This was Mellon money, more’s the pity — money that earlier went to support universities, libraries, cultural institutions. But not in little Richard’s hands.
… Unlike high-profile billionaires trying to influence politics today such as the Koch Brothers, Scaife put his greatest energy not into persuading the public that Republicans should be elected and that conservative policy ideas were correct but into destroying Bill Clinton personally, even if it required some unusually distasteful means. Scaife funded and helped direct the “Arkansas Project,” which set about to find (and if necessary, sort of invent) dirt on Bill Clinton’s time in Arkansas. Its most direct success was a magazine story about Bill Clinton’s sexual history with women other than his wife, which included a reference to a woman identified only as “Paula,” who turned out to be Paula Jones, who ended up suing Clinton, leading to a deposition in which Monica Lewinsky’s name came up, which led to impeachment.

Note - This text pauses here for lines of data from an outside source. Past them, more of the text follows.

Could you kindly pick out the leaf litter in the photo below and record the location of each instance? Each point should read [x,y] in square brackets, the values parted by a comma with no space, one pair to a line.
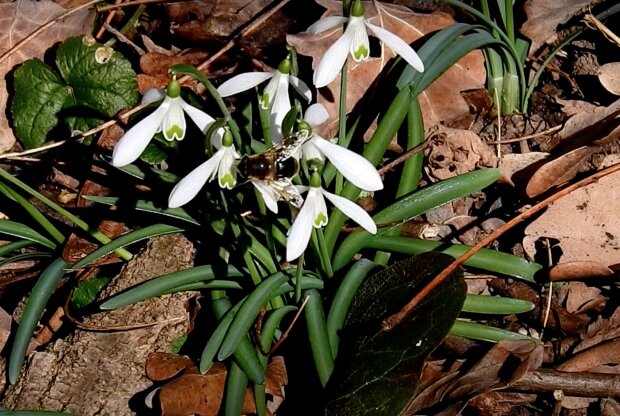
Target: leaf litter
[584,320]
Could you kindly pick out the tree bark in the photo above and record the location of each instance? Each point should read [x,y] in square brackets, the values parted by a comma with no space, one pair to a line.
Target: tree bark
[102,373]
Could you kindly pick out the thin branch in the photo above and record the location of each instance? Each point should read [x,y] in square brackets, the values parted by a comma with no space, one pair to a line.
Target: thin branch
[398,317]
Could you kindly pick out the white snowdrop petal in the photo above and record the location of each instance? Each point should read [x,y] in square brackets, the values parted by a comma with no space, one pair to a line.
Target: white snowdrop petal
[133,143]
[190,185]
[398,45]
[152,95]
[173,125]
[270,198]
[353,211]
[320,218]
[326,23]
[281,106]
[243,82]
[359,171]
[300,231]
[311,152]
[301,87]
[227,177]
[332,62]
[360,45]
[316,115]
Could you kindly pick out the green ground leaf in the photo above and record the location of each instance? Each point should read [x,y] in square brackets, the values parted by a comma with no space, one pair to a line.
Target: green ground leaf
[377,371]
[104,86]
[89,89]
[153,154]
[39,96]
[86,292]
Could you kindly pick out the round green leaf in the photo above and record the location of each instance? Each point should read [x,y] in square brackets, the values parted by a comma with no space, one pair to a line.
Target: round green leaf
[39,96]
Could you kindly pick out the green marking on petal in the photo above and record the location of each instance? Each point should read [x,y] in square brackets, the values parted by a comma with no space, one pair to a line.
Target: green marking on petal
[320,220]
[173,90]
[174,132]
[361,53]
[227,181]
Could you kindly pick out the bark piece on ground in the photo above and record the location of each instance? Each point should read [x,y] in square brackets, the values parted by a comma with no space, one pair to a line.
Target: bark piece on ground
[98,373]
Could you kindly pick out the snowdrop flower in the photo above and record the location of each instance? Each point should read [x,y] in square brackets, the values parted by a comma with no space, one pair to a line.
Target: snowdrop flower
[168,118]
[275,97]
[355,168]
[221,164]
[313,214]
[355,40]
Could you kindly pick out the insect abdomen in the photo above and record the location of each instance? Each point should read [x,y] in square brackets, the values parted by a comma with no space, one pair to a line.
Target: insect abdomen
[287,168]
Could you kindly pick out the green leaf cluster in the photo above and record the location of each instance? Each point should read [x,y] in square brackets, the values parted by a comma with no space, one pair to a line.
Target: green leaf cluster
[90,83]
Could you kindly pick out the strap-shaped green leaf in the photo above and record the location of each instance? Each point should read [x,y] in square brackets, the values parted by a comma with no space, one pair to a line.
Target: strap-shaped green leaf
[485,259]
[496,305]
[417,203]
[129,238]
[248,312]
[20,230]
[41,292]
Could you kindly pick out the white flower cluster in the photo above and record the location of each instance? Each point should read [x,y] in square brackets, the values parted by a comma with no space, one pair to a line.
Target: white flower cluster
[170,120]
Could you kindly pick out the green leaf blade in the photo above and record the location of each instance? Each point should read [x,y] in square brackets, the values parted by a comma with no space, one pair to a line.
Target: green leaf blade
[104,85]
[39,97]
[378,371]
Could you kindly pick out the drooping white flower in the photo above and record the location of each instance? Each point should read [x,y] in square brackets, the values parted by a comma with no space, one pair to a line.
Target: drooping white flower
[167,118]
[275,96]
[354,167]
[354,40]
[313,214]
[269,196]
[221,164]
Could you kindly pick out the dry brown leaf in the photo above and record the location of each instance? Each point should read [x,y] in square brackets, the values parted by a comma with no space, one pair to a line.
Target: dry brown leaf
[602,354]
[518,167]
[582,298]
[574,403]
[5,327]
[453,152]
[201,394]
[610,407]
[543,18]
[440,101]
[162,366]
[558,171]
[585,222]
[18,19]
[593,123]
[578,270]
[498,403]
[609,75]
[157,63]
[505,363]
[205,21]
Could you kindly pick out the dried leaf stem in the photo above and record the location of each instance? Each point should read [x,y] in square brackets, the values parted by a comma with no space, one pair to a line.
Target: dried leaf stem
[398,317]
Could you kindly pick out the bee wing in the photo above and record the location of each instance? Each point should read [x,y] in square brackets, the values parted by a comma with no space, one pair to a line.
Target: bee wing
[284,190]
[288,146]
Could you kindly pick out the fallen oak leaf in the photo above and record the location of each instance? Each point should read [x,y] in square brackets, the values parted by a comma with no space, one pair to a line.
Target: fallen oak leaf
[162,366]
[558,171]
[596,236]
[543,18]
[202,394]
[578,270]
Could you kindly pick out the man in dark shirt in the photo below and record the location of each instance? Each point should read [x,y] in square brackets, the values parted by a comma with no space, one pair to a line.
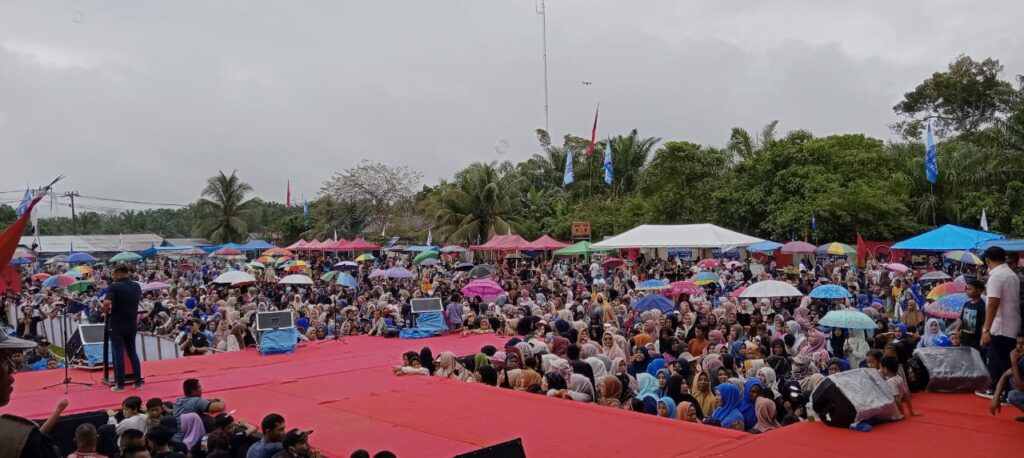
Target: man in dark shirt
[973,317]
[121,306]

That’s not to mention all the other charges of varying degrees of nuttiness that were aimed at Clinton, including that he murdered his friend Vince Foster (among other people; some believed Clinton had literally dozens of his political enemies in Arkansas rubbed out) and that he ran a drug-running operation out of a small airport in a town called Mena. What was so different about the Clinton years was not that there was an opposition research effort mounted against him as a candidate (that had happened before) but that even after he was elected, it didn’t stop or even decelerate. The election itself was just one battle in a longer war that could be won if the right personal information were found that could take the president down. ...PaulWaldman,Wonkblog
Waldman points out that the right has been more careful in their handling of Obama because, having suffered from a backlash over their Clinton vendetta, they think an all-out effort to impeach Obama could leave them in the dust. Or would leave them in the dust, for sure.

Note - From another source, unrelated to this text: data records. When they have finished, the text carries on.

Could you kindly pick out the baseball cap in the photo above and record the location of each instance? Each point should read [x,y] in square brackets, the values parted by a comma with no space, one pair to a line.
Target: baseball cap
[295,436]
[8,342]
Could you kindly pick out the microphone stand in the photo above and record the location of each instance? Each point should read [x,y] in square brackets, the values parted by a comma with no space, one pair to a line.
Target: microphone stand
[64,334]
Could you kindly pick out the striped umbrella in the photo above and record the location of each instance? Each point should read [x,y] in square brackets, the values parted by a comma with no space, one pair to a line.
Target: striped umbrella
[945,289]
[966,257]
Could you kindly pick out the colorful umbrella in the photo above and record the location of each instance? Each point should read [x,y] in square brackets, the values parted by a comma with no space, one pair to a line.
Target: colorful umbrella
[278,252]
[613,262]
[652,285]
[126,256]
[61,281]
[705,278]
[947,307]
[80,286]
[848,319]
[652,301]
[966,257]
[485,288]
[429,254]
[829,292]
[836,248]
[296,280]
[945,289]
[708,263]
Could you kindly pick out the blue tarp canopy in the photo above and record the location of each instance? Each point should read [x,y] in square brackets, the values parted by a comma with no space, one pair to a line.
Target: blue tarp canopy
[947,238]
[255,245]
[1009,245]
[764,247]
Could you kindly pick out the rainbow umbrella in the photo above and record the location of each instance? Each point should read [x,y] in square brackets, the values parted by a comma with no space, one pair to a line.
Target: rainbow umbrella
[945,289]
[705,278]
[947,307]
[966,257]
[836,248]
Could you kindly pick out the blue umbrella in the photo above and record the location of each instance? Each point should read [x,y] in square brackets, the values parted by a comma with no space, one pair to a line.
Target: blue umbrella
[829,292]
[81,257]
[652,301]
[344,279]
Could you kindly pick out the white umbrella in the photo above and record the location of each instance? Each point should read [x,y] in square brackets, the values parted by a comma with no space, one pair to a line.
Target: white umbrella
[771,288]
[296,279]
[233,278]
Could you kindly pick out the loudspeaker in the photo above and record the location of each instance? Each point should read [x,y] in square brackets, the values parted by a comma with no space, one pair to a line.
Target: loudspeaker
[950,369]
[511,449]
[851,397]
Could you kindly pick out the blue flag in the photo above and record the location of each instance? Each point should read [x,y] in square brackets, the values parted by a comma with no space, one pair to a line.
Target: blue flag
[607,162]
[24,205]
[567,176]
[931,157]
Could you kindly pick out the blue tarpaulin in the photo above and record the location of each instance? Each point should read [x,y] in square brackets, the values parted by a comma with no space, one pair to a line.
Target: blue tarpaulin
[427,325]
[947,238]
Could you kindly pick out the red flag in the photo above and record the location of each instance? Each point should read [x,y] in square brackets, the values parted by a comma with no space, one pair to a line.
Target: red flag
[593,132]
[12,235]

Waldman’s obit of the awful Mr. Scaife seems peculiarly relevant to this citizen right now. I’ve been reading Lynne Olson’s fascinating history of the lead-up to World War II and the struggle in America between the isolationists — some of whom were open admirers of Hitler and Nazi Germany — and the interventionists. I picked it up because of the reviews and because it opens some windows on family history. But most of all the book is intriguing thanks to Olson’s vivid depiction of conservatives v. progressives, a fight that’s been repeated over and over again as the radical right flows and ebbs over the 20th and 21st centuries.
We have been living a string of repeats of the bitterness during the run-up to World War in 1940-1 ever since Goldwater’s candidacy, then during the Reagan presidency/Gingrich House, and onward to Washington in the wake of the Bush disasters and during the Obama administration. So much of the rightwing fight is fought and refought with little variation and always stoked by ignorance and media. And in the background is always a kind of paranoia, not to mention a consistent hatred of democracy and diversity. In the end, when conservatives complain, they almost always remind me of Rodney Dangerfield playing that self-centered, unloved jerk who moans, “I don’t get no respect!” and blaming the other guys for his troubles.
Richard Mellon Scaife only seemed capable of getting some “respect” because he could afford to pay for it. Andrew Mellon made the money and used it to help build some of the institutions of which America can be proud. Scaife used it to diminish America, supporting anger and ignorance under the guise of “patriotism.”
Maybe Scaife’s money was behind the ugly bumper sticker I saw outside the taco place this morning: “Don’t blame me. I voted for the American.”